Although the exact figures are uncertain, the population size of Roma in Europe according to the Council of Europe might range from 10 to 12 million, with the largest numbers concentrated in Central and South-Eastern Europe where they might comprise more than 7% of the population in some countries. Mainly of nomadic lifestyle and with endogamous social practices, the geographically dispersed Roma groups have been socially marginalized and historically persecuted. The dispersion of Roma through Europe might represent one of the most remarkable human movements in the continent in historical times. Unfortunately, no written records are available for this diasporic process. Linguistic, anthropological, and genetic evidences point to an Indian origin of the Roma, which might have left the Indian sub-continent approximately between the 5th and 10th centuries.

Our goal is to unravel, through the analysis of uniparental and whole genome autosomal markers, the geographic origin of the Roma, their migration routes to Europe, their settlement in Europe, the admixture with host populations and the sexual asymetry of the admixture.
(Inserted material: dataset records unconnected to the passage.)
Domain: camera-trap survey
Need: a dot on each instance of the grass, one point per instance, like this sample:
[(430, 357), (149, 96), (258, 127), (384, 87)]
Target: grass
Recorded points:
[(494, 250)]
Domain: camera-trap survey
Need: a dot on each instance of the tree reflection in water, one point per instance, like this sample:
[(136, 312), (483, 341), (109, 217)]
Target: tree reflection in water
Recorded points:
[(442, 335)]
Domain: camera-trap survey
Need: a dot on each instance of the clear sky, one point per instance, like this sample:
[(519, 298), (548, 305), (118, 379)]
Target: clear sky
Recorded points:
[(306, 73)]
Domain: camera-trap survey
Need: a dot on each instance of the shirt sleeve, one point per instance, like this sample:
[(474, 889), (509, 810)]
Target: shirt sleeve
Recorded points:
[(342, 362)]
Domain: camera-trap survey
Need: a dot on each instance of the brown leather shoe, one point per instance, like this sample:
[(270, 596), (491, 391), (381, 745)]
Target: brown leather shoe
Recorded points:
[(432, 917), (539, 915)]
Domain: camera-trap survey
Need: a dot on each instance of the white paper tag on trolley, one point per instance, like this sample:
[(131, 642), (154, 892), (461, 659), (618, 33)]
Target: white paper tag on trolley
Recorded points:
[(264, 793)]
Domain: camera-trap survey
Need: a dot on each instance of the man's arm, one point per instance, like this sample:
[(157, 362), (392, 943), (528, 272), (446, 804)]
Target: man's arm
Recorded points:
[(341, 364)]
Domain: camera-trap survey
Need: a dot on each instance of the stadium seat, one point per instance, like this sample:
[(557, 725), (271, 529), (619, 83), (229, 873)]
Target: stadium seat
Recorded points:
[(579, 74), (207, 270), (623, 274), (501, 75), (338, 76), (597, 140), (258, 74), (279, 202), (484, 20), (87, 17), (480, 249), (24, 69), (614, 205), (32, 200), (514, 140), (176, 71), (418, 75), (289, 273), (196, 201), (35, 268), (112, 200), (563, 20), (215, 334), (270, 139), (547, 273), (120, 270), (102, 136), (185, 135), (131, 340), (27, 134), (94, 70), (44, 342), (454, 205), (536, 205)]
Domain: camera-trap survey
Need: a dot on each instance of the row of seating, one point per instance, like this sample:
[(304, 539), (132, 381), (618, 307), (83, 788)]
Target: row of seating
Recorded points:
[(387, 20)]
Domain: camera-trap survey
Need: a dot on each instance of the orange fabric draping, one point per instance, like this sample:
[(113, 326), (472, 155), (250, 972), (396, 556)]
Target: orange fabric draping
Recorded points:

3.- Evolutionary history and adaptations in American populations

The Americas was the last continent to be occupied by humans and it has act as a sink of human migrations since then. Since the initial colonization, Native Americans were diverging in the continent yielding a myriad of peoples and cultures. In historical times, the arrival of the Europeans and slaved Africans had a dramatic impact in the culture and demography of Native groups, with reduction of the populations and extensive admixture events. Nevertheless, the exact amount of genetic diversity within America is unknown because there is a large number of populations, not analysed in detail, that have been involved in relevant cultural and demographic processes in the making of the American biological diversity. 

The present research line aims to study the genetic diversity in several American human populations, Native Americans and admix populations, using the analysis of uniparental genetic markers and autosomal markers in order to correlate linguistic, geographic and genetic diversity of these populations, test demographic hypotheses, and unravel those genomic regions associated with some specific phenotypes


4.- Functional implications of recent demographic events

Demographic events such as bottlenecks, isolation, founder effects, left traces in human populations. The reduction of sample size might have implications in the functional variants of our genomew since natural selection is less efficient in those groups that have experienced a dramatic population decline. Following this rationale, we aim to assess the impact of demography in human populations that have experienced a significant reduction of their population size. In this sense, we address this goal in the Roma, north African groups, and also in American populations.